In future work, candidate DMRs related to genes involved in plastic responses will be validated using more genotypes of E. globulus with heterochronic responses in the expression of heteroblasty. Using quantitative techniques for quantifying methylation (e.g., bisulfite/sequencing of specific genomic locus) we hope to find DMRs that could explain or predict heterochronic responses. Knowledge of genomic loci that regulate heterochrony in E. globulus will improve our understanding of molecular mechanism of this process and can support future conservation programs, for example, selecting the best methylomes for a specific environment in a restoration project. This complete workflow could be easily applied to other nonmodel species with the only requirement of a reference genome. Given that the cost of DNA sequencing is falling [40] and bioinformatics facilities for assembly of massive sequences are increasing quickly [41], generating a reference genome for almost any species is becoming more affordable. The latter also is valid for threatened species.
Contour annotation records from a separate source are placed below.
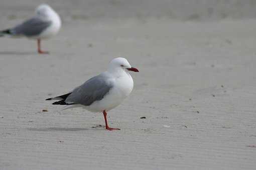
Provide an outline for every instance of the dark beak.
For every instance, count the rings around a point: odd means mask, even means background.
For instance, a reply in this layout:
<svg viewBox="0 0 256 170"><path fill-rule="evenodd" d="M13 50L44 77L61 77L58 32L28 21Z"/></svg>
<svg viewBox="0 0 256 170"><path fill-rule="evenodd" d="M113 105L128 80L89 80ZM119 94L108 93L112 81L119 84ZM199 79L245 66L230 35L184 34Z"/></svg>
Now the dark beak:
<svg viewBox="0 0 256 170"><path fill-rule="evenodd" d="M139 72L139 70L135 68L126 68L129 71L134 72Z"/></svg>

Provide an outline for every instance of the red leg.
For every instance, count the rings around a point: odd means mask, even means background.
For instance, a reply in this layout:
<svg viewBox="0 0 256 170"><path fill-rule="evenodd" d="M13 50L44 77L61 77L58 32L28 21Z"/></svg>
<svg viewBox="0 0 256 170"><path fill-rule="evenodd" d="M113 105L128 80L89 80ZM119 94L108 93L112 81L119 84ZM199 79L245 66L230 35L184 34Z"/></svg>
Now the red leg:
<svg viewBox="0 0 256 170"><path fill-rule="evenodd" d="M49 54L48 52L43 52L41 50L41 40L37 39L37 51L39 54Z"/></svg>
<svg viewBox="0 0 256 170"><path fill-rule="evenodd" d="M103 111L103 114L104 115L104 118L105 119L105 124L106 124L106 130L120 130L120 128L111 128L108 127L108 126L107 126L107 120L106 118L106 110Z"/></svg>

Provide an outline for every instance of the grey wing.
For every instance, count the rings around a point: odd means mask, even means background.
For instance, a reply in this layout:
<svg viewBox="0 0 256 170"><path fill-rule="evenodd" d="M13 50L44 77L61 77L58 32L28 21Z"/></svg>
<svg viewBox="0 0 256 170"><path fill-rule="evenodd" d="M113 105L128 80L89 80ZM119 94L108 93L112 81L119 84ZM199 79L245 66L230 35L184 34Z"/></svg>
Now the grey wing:
<svg viewBox="0 0 256 170"><path fill-rule="evenodd" d="M65 102L90 106L94 102L102 100L112 87L105 78L100 75L95 76L75 88Z"/></svg>
<svg viewBox="0 0 256 170"><path fill-rule="evenodd" d="M27 36L37 36L51 25L52 22L35 17L11 29L12 34Z"/></svg>

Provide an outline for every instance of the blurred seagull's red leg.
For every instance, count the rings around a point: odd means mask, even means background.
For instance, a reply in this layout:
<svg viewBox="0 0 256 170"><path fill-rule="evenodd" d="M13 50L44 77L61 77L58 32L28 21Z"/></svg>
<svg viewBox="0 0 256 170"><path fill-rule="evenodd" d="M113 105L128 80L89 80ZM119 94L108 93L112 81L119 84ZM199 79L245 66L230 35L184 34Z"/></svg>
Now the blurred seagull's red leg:
<svg viewBox="0 0 256 170"><path fill-rule="evenodd" d="M106 130L120 130L120 128L111 128L108 127L107 126L107 120L106 118L106 110L103 111L103 114L104 115L104 118L105 119L105 124L106 124Z"/></svg>
<svg viewBox="0 0 256 170"><path fill-rule="evenodd" d="M43 52L41 50L41 40L37 39L37 51L39 54L49 54L48 52Z"/></svg>

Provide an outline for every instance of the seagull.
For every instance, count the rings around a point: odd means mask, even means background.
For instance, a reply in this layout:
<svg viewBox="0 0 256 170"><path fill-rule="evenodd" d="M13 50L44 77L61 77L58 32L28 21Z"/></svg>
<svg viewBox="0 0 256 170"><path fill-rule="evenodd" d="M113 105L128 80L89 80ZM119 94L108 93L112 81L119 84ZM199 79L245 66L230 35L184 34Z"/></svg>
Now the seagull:
<svg viewBox="0 0 256 170"><path fill-rule="evenodd" d="M102 112L106 130L119 130L108 126L107 112L120 104L132 92L134 80L129 71L139 72L125 58L114 58L107 71L89 79L70 92L46 100L58 100L52 104L66 105L62 110L82 107L91 112Z"/></svg>
<svg viewBox="0 0 256 170"><path fill-rule="evenodd" d="M41 50L41 40L56 35L61 26L59 14L49 5L42 4L36 9L35 16L13 28L0 31L0 36L9 35L37 39L38 53L48 54Z"/></svg>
The introduction of a workflow allowing the study of the epigenetic regulation at genome level will provide new insight that goes further than the mere description of the genes that are regulated during plant development or environmental adaption. For instance, having the possibility of tracking epigenetic changes in the form of metastable epialleles—alleles that are variably expressed in genetically identical individuals due to epigenetic modifications established during early development and are thought to be particularly vulnerable to environmental influences—will allow us to add a new source of variation, which is particularly important for threatened species, which usually exhibit a very low genetic diversity [42, 43]. Although these studies can be done routinely in model species [44, 45], it is particularly difficult to adapt wet and in silico methodologies for nonmodel like trees, since tissues are rich in polyphenols and other contaminant molecules requiring optimizations (e.g., [46-48]) and at the same time bioinformatics pipelines (gene prediction, characterization, and annotation algorithms) still require improvements [49]. In this study we describe a workflow aiming at achieving results comparable to those obtained in Arabidopsis in terms of quality of libraries and quantity of reads. This procedure will allow future studies employing a higher number of samples and experimental situations that permit addressing important issues related to conservation and management of threatened species such as restoration and translocation. Furthermore, the integration of this regulatory layer together with other omic levels has been proved to be useful for explaining adaptive divergences (see Meijón et al. [50] for an example of the power of high-throughput approaches to explore natural variation in tree species).

4. Conclusion

These preliminary results suggest that locus-specific methylation process could be an important feature of vegetative heteroblasty control in E. globulus. The workflow set up in this project opens a promising future for discovering DNA methylation patterns among different tissue types, cell types, and individuals that will help us to explain phenotypic plasticity and adaption capabilities through the basis of a divergent epigenetic regulation. High-throughput epigenomic technology and analytical tools used in this study could be applied to population-based studies of nonmodel plants but principal challenges are experimental design, data analysis, and interpretation of results. The implementation of epigenetic fingerprinting as a support tool in restoration and conservation projects of threatened species requires the discovery of loci involved in adaptive variation.